The Grumman F4F Wildcat was used almost exclusively in the beginning stages of World War II in the Pacific theater. The F4F Wildcats fared well or were comparable in combat against the enemy fighter aircraft, the Japanese Zero.
The Grumman F4F Wildcat was the predecessor to the F6F Hellcat for the US. In Great Britain the F4F Wildcats were called Martlets and used by the Royal Navy. The RAF used the Spitfires and Hawkers almost exclusively and the Royal Navy needed the F6F as a fighter. The Grumman F4F Wildcat saw operations in the European theater and was known to have shot down a few German Messerschmitt BF 109's. The Grumman F4F Wildcat was a tough, multipurpose fighter aircraft.

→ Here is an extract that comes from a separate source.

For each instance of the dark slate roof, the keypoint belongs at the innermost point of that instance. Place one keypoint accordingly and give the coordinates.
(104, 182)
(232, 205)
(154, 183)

The Grumman F4F Wildcat was powered by a Pratt and Whitney R-1830 radial engine and had a top speed of around 330 mph. The Grumman F4F Wildcat had a service of over 39,000 feet ceiling of and a range of 845 miles.
The Grumman F4F Wildcat was armed with six .50 cal Browning machine guns which is basically the same armament as the P-51 Mustangs.